# Python Kafka

There exists a neat Python package for communicating with a running Kafka cluster. You can even admin the cluster using it:

In [1]:
from kafka import KafkaAdminClient

admin_client = KafkaAdminClient()
admin_client.delete_topics(admin_client.list_topics())

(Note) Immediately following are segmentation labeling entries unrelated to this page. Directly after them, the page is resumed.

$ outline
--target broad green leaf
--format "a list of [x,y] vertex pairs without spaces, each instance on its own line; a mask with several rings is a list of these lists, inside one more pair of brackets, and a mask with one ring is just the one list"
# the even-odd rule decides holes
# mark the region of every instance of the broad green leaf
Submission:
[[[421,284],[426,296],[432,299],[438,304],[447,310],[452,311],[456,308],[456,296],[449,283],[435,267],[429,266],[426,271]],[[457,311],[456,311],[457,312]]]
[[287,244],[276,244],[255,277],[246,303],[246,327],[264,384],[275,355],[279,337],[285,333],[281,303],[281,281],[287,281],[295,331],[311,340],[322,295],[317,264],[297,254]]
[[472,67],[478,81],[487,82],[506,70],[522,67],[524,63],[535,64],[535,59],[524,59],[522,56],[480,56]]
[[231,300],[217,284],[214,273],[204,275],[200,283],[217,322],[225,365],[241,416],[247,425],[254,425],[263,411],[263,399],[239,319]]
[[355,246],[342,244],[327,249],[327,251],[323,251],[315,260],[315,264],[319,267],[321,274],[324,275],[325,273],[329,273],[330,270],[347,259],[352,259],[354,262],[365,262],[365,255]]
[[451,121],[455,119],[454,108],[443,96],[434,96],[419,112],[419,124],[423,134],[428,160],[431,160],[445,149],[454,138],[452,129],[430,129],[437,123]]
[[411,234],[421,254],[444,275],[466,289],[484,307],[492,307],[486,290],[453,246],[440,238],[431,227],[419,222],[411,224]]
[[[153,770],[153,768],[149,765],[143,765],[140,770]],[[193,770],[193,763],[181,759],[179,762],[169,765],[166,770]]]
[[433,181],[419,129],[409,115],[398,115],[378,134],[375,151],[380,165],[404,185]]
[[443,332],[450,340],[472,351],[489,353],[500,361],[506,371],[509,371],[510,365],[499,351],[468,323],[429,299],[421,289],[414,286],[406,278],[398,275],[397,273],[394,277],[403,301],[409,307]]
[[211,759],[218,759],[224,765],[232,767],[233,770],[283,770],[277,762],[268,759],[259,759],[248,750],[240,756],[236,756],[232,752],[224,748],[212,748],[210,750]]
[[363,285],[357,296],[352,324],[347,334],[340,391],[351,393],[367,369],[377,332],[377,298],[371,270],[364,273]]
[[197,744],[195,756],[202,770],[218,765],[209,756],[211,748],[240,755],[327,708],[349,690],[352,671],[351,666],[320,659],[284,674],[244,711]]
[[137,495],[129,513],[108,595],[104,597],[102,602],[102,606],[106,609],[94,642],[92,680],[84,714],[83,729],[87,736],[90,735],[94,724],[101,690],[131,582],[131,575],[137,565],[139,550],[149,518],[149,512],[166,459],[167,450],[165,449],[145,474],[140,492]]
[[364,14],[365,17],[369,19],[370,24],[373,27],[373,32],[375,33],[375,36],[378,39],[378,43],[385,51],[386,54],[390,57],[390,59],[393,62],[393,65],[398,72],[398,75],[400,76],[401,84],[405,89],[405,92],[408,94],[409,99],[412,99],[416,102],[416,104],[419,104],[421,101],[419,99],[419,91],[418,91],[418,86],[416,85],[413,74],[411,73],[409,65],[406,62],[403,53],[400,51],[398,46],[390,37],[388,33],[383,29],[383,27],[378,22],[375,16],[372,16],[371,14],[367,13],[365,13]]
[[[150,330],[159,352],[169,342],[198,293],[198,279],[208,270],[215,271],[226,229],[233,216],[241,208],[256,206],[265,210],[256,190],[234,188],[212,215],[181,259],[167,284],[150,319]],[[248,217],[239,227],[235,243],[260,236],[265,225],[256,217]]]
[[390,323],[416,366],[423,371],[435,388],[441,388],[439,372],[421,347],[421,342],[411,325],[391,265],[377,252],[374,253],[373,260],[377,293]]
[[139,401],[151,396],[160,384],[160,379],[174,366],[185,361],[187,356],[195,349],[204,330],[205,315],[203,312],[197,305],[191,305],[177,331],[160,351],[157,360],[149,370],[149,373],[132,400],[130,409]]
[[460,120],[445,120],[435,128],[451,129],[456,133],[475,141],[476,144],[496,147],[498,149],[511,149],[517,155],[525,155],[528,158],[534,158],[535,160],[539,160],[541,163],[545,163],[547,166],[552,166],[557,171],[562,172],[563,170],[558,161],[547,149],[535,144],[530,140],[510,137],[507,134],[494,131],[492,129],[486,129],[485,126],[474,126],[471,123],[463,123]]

DeleteTopicsResponse_v3(throttle_time_ms=0, topic_error_codes=[(topic='main_topic', error_code=0)])

# Writing Data to Kafka

If you write some data to a non-existent topic, it's been created automatically:

In [2]:
from kafka import KafkaProducer

print(admin_client.list_topics())
MAIN_TOPIC = "main_topic"
producer = KafkaProducer()
for i in range(10):
    producer.send(MAIN_TOPIC, bytes(str(i), encoding="utf-8"))
print(admin_client.list_topics())

[]
['main_topic']


# Reading Data from Kafka

Reading is done with a consumer

In [3]:
from kafka import KafkaConsumer

consumer = KafkaConsumer()

# Topics, Partitions, and Offsets

Messages in Kafka are organised into topics:

In [19]:
consumer.topics()

{'main_topic'}

Topic can have several partitions with different starting and ending offsets:

In [5]:
from kafka import TopicPartition

partitions = [
    TopicPartition(MAIN_TOPIC, partition)
    for partition in consumer.partitions_for_topic(MAIN_TOPIC)
]
print(consumer.beginning_offsets(partitions))
print(consumer.end_offsets(partitions))

{TopicPartition(topic='main_topic', partition=0): 0}
{TopicPartition(topic='main_topic', partition=0): 10}


Before reading something from Kafka, one should assign the consumer to a topic and partition:

# Reading from a given offset of a partition

In [6]:
consumer.assign(partitions)

One can read from any offset of the partition:

In [11]:
print(consumer.position(partitions[0]))
consumer.seek(partitions[0], 0)
print(consumer.position(partitions[0]))

10
0


Reading data can be done by batches of any desired size:

In [12]:
for _ in range(10):
    data = consumer.poll(
        timeout_ms=10,
        max_records=1
    )[partitions[0]][0].value
    print(data)
print(consumer.position(partitions[0]))

b'0'
b'1'
b'2'
b'3'
b'4'
b'5'
b'6'
b'7'
b'8'
b'9'
10